Elemelerde Montella ile zoru başaran ve bir maç kala finallere gitmeyi garantileyerek gönüllere taht kuran Bizim Çocuklar, Almanya için ümitlerimize tavan yaptırmıştı.

Ancak Mart ayında yaptığı iki hazırlık maçında alınan sonuçlar, moralleri bir anda sıfırın altına düşürdü. Bir de 1-0’lık Macaristan mağlubiyetinin ardından hiç beklenmedik Avusturya hezimeti kelimenin tam anlamıyla prestijimizi yerle bir etmişti…

Euro 2024’e 10 gün kala bu kez rakip son şampiyon İtalya idi…Bugüne kadar hiç yenemediğimiz bu kadar sert rakiple hem de kendi evinde oynamak doğru bir tercih miydi anlamak çok güç…

Aslında Montella gibi federasyonda da hiçbir yetkili Mart ayındaki 2 maçta da böylesine kötü sonuçları beklemiyorlardı ki “çivi çiviyi söker” atasözümüzü örnek alarak İtalya gibi, Polonya gibi sert rakipleri tercih etmişlerdi.

Yaşananlar yüzünden İtalya maçı, milli takım için bir kumara dönüşmüş gibiydi… Avusturya maçına benzer bir hezimet çok genç bir ekibi yıkıma doğru sürükleyebilirdi. Şükür öyle bir olay olmadı yoksa millilerimizi hem Polonya maçı hem de 18 Haziran’da oynayacağımız ilk grup mücadelesi olan Gürcistan karşısında toparlamak bir hayli zor olurdu.

Son şampiyon ile yaptığımız mücadelede “Bizim Çocuklar” kaybettikleri özgüvenlerini yeniden kazanırken, prestiji de kurtarmış oldular. Teknik Direktör Vincenzo Montella’nın dediği gibi aradığımız takım ruhunu sahada yakalama fırsatını bulduk.
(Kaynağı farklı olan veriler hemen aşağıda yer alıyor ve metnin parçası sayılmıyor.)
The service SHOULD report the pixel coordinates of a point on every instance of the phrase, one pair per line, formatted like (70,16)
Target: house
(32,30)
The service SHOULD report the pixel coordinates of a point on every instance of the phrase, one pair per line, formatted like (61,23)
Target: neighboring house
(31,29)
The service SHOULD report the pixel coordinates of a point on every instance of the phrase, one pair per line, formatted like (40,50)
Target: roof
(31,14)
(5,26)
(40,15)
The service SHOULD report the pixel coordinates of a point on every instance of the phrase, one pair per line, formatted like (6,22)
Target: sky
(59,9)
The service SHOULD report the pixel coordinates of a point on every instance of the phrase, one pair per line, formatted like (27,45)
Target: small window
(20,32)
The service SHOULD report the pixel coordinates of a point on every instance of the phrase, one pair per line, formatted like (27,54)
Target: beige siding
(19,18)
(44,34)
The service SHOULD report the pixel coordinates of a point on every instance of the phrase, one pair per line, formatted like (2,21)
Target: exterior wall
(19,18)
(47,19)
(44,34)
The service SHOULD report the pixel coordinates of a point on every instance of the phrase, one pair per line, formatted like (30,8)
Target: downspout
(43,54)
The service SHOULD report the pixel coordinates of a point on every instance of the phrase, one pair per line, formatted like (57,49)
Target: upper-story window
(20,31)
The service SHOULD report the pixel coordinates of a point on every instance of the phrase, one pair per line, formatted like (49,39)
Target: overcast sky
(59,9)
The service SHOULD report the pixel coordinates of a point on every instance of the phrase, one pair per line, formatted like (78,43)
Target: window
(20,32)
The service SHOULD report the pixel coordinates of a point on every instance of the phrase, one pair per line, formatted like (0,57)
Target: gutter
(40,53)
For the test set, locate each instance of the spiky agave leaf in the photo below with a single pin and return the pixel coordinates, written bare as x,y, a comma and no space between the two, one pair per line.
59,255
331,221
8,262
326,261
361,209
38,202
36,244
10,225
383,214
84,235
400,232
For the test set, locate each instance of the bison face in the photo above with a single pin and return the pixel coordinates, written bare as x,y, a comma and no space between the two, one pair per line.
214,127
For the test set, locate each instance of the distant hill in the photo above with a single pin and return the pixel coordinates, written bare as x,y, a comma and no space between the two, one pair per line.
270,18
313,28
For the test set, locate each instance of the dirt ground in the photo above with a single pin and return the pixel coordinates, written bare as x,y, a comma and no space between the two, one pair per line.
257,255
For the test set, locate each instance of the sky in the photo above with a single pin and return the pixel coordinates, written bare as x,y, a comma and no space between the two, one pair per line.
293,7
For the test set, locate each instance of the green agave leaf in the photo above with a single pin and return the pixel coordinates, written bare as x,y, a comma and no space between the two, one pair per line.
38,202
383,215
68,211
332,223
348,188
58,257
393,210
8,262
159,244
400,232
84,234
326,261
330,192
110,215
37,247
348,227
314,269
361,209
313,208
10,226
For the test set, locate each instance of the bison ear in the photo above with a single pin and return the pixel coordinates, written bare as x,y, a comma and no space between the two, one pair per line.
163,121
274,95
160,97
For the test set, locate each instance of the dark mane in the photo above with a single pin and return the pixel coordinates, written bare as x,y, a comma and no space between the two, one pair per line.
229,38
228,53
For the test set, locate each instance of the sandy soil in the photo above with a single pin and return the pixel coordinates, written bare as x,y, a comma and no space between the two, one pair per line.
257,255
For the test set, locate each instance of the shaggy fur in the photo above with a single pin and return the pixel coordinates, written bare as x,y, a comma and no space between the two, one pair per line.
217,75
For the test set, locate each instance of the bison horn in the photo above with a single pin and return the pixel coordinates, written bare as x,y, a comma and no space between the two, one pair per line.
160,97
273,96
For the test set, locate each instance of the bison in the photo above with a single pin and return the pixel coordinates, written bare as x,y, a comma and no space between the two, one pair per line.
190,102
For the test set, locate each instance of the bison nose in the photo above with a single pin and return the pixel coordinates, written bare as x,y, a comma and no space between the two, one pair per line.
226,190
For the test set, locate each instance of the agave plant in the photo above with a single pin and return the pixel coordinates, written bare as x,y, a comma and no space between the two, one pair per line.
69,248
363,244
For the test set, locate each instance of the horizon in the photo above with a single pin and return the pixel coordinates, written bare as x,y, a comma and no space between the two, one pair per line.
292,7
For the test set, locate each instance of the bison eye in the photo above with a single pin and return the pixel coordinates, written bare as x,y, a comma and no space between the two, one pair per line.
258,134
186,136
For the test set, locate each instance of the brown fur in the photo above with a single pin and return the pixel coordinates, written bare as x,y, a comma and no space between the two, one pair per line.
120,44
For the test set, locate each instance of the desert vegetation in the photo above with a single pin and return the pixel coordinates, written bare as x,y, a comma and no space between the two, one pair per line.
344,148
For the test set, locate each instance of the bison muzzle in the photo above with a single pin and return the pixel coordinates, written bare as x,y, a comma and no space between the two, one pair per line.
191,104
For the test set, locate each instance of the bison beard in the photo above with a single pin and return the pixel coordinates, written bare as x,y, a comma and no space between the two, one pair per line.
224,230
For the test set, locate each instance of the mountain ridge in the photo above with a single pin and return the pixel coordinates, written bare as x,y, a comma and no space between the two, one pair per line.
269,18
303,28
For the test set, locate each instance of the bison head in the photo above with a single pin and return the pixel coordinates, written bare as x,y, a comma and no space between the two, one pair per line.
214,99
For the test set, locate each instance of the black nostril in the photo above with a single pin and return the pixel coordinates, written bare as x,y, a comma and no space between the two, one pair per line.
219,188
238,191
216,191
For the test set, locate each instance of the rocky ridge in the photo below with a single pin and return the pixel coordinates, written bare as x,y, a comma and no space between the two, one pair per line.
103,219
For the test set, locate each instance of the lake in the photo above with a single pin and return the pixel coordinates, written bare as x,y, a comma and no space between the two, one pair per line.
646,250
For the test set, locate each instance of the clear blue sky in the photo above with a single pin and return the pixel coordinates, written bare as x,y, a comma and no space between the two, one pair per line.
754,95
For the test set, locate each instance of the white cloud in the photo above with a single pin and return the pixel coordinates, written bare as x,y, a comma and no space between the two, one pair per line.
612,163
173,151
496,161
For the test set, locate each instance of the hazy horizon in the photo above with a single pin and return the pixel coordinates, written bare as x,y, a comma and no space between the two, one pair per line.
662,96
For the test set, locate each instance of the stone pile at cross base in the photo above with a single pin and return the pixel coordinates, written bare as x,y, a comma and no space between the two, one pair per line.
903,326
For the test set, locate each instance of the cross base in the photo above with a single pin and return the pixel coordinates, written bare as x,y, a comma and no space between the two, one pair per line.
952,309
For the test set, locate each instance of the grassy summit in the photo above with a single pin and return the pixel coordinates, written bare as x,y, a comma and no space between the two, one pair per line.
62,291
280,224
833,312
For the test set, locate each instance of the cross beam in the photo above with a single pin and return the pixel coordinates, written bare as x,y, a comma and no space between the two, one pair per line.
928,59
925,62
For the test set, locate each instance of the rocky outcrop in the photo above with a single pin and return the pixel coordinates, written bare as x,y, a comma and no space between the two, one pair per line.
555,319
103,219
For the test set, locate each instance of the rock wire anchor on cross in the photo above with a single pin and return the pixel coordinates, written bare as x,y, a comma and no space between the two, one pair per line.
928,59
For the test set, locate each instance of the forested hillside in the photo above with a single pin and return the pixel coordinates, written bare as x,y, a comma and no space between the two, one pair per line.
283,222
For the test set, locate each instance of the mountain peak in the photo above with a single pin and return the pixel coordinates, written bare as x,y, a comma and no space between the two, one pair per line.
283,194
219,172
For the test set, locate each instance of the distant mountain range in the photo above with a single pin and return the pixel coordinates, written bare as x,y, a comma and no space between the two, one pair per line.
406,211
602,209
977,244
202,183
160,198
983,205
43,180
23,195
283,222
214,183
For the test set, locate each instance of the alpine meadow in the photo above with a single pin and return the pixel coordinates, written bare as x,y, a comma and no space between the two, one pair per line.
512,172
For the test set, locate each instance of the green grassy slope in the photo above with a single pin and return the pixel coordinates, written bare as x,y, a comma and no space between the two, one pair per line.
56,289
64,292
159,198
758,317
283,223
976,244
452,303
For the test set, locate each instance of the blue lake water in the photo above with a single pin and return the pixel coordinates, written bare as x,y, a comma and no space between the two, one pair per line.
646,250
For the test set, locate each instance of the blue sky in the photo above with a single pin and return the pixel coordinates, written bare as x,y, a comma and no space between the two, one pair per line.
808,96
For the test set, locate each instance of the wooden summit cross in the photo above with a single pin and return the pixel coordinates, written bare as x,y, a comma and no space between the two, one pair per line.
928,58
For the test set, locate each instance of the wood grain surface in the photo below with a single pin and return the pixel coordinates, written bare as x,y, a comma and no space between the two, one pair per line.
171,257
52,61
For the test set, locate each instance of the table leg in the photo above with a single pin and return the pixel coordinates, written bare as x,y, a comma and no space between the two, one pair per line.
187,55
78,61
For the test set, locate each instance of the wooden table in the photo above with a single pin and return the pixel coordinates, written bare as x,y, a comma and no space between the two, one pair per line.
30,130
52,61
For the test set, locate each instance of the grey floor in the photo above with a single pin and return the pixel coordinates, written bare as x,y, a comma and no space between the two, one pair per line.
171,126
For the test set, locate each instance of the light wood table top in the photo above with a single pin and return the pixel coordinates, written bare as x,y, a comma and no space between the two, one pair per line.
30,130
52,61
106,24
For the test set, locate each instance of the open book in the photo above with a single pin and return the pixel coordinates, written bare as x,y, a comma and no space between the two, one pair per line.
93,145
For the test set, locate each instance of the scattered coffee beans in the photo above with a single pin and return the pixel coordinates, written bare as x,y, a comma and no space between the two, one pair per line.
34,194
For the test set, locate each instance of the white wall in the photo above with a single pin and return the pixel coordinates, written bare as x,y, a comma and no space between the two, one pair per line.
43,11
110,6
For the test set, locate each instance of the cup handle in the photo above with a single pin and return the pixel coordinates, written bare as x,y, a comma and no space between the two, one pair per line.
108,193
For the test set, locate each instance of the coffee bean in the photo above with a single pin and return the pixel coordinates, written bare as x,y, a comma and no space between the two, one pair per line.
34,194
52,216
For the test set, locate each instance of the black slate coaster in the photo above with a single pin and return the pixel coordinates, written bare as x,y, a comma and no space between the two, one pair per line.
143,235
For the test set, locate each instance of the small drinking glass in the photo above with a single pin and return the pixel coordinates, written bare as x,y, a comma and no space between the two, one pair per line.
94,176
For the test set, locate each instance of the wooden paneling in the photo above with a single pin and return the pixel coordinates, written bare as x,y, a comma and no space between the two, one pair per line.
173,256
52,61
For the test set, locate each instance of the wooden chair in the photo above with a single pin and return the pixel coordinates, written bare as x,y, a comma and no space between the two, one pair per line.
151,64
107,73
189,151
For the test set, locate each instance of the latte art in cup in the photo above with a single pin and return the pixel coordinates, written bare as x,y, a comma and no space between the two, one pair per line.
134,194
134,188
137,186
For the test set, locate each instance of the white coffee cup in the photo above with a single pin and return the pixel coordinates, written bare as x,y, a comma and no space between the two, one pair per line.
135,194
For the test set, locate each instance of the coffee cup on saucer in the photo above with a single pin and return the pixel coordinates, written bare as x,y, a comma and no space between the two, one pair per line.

Bu karşılaşmanın bir diğer özelliği ise 7 Haziran tarihine kadar geniş kadroyu en fazla 26’ya düşürerek UEFA’ya bildirmek için son fırsat olmasıydı. Bu nedenle Milli takım hocamız, İtalya karşısında bazı isimleri bir kez daha test etme olanağı sundu. Örneğin ilk kez milli formayı giyen oyunculardan Oğuz Aydın ilk 11’de sahaya çıkarken, Semih Kılıçsoy ise 82.dakikada Barış Alper’in yerine oyuna girdi.

Maça gelince…

Montella, hocası Spalletti’nin izinde gidiyor… Oyunu geriye paslaşmalarla başlatıyor, rakibi çok adamla baskı yaparak hataya zorluyor, kazandıkları topları süratle karşı alana aktarıp pozisyon bulmaya çalışıyor. İtalya karşısında bu planla orta alanda rakibe çok fazla top kaybı yaptırdık. Kaptırdıkları topları geri almalarını zorlaştırdık. Böylece onlara fazla hücum yapma şansı tanımadık. Bizde geçiş oyunlarını daha iyi yapabilmek için 2.yarıda Abdülkadir ve Orkun’u sahaya sürdük ama beklediğimiz kadar etkili olamadık.

Savunmada; Altay Bayındır, kalede maç eksikliğini hiç hissettirmedi… Oldukça başarılıydı… Zeki- Ozan-Abdülkerim- Mert Müldür dörtlüsü güven verdi, Ozan’ın sakatlığı moralleri bozdu ama çabuk toparlandık. Savunmaya Ferdi Kadıoğlu’nun dahil olması büyük güç katar.

Bir tek ofansta yetersiz kaldık,10 şut attık ancak iki net pozisyonumuz vardı. Onlar da duran top organizasyonlarında; Abdülkerim’im az farkla avuta giden kafa vuruşu ile Merih’in uygun pozisyonda çektiği sert şutta İtalyan kalecisinin kurtarışıydı.

Milli takımın en önemli sorunu gole ulaşması. Kadroya Arda Güler ve İrfan Can Kahveci’nin girmesi sorunu çözmede yeterli olur mu bilmiyorum ama Sanki Semih Kılıçsoy’a (tabi kadroda kalabilirse) şans tanırsa daha iyi sonuca gidebiliriz.